What are the merits of telephone counselling?

Telephone counselling is becoming more popular as an alternative to face to face work. In terms of practicality, it has the benefits of being cost effective due to having no travelling expenses attached. It's also generally cheaper than face to face counselling. It's also less time consuming so it's suitable for very busy people who just don't have time to spare. It's ideal for people who live in geographically isolated areas, those who don't have access to transport or have difficulty with mobility. There is also no stress from having to find a baby sitter or parking spaces.
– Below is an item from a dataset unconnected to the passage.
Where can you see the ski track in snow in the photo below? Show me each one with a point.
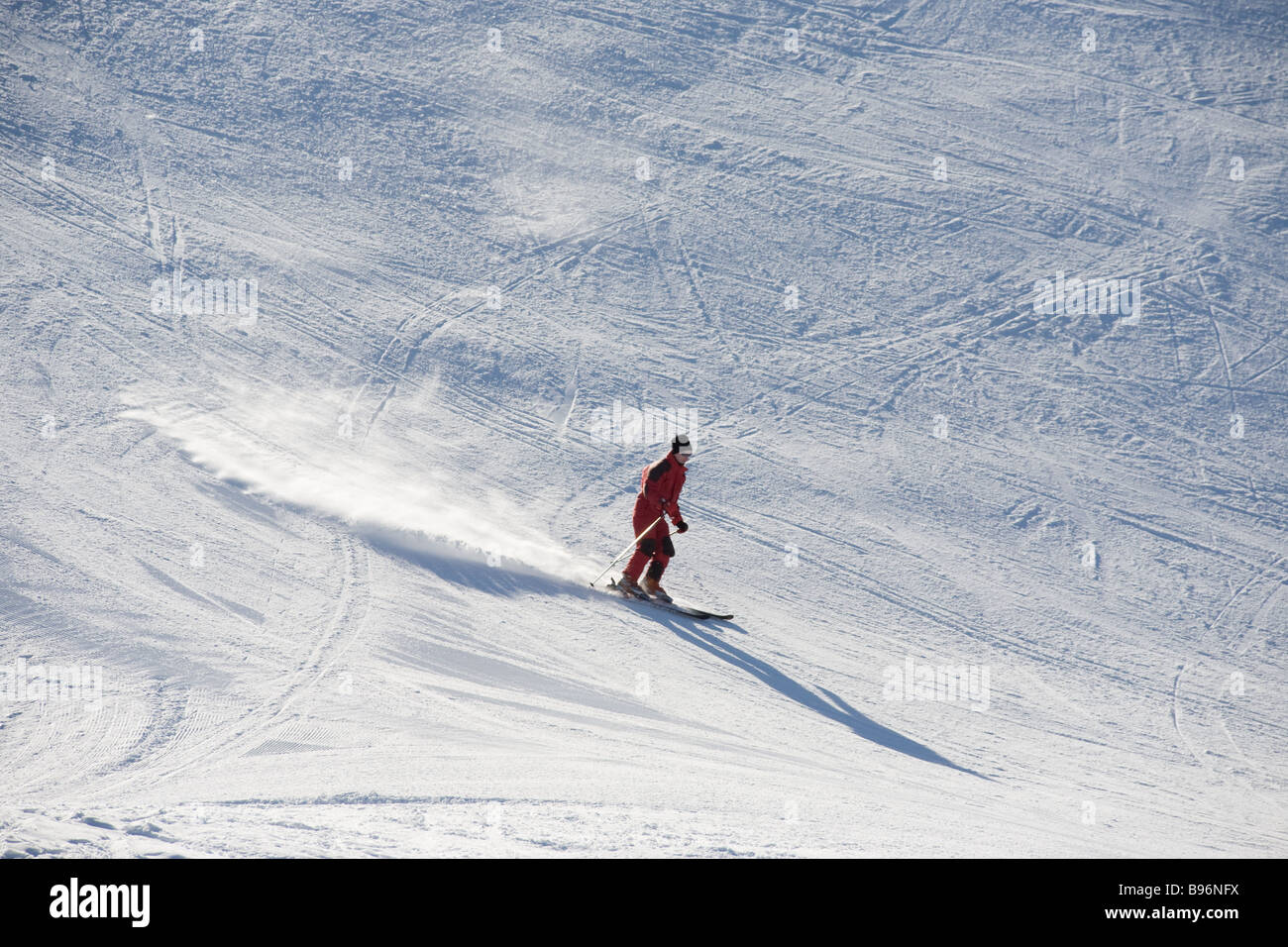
(333, 565)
If a prospective client is feeling low and unmotivated then telephone counselling takes much less effort than having to get ready to see a face to face counsellor. From the familiarity of their own homes clients can feel safe and secure and phone the counsellor at a pre- arranged time. They can even have their tea or coffee ready at hand. The skilled counsellor will listen attentively to, not only the content of what the client is expressing, but also to the pitch and tone of their voice. The paragraph below conveys well how tone can betray how a client is really feeling in contrast to what they are saying.
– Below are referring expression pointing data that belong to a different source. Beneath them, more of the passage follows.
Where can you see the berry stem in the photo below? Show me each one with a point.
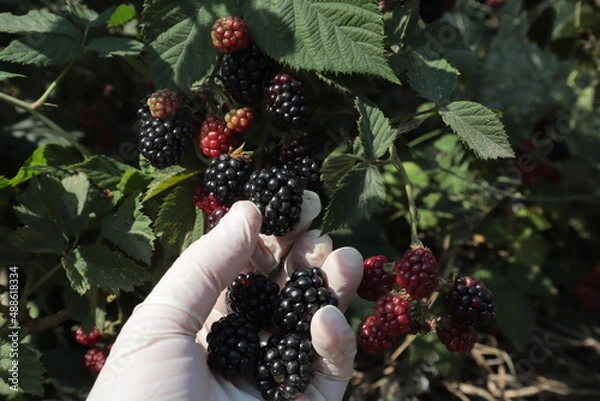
(412, 207)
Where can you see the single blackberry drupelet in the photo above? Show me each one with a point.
(163, 142)
(226, 176)
(245, 74)
(304, 293)
(230, 34)
(457, 336)
(233, 346)
(254, 297)
(375, 281)
(277, 192)
(286, 101)
(371, 338)
(469, 301)
(285, 367)
(417, 272)
(393, 313)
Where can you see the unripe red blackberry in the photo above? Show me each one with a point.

"For words come from the mind, grow by study and art, but tone leaps from the inner self, revealing the state of the heart. Words may be mild and fair but the tone may pierce like a dart. Words may be soft as the summer air but the tone may break my heart"

Of course, the counsellor who is seeing a client for a face to face session also has visual clues about their clients. This is the main difference of course but needn't be seen (no pun intended) as an obstacle when choosing telephone counselling. There are other factors which can be cited in telephone counselling's favour. For instance, the close connection which can be created through the shared exchange of voices, each person listening and responding in that intimate space. Conversely, the physical separation between client and counsellor can help the client express their emotions more freely. Issues which might make the client inhibited or self conscious might be less daunting to bring up, given the anonymity that phone counselling affords.
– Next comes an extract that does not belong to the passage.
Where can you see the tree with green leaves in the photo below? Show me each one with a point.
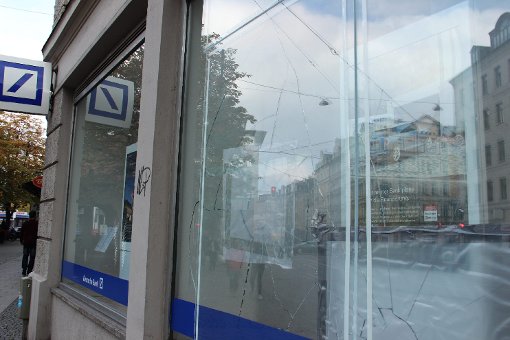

For some clients the very nature of telephone counselling means that they might 'risk' disclosing to the counsellor sooner than they might in a face to face encounter. This can 'speed' up the counselling process allowing the client to feel a sense of progress more quickly. Just two or three sessions of telephone counselling can greatly benefit the client. In the end of course it comes down to personal choice as to whether a prospective client chooses telephone or face to face counselling. This has been a very brief look at the merits of telephone counselling but there's no doubt that it is a very valuable alternative form of counselling.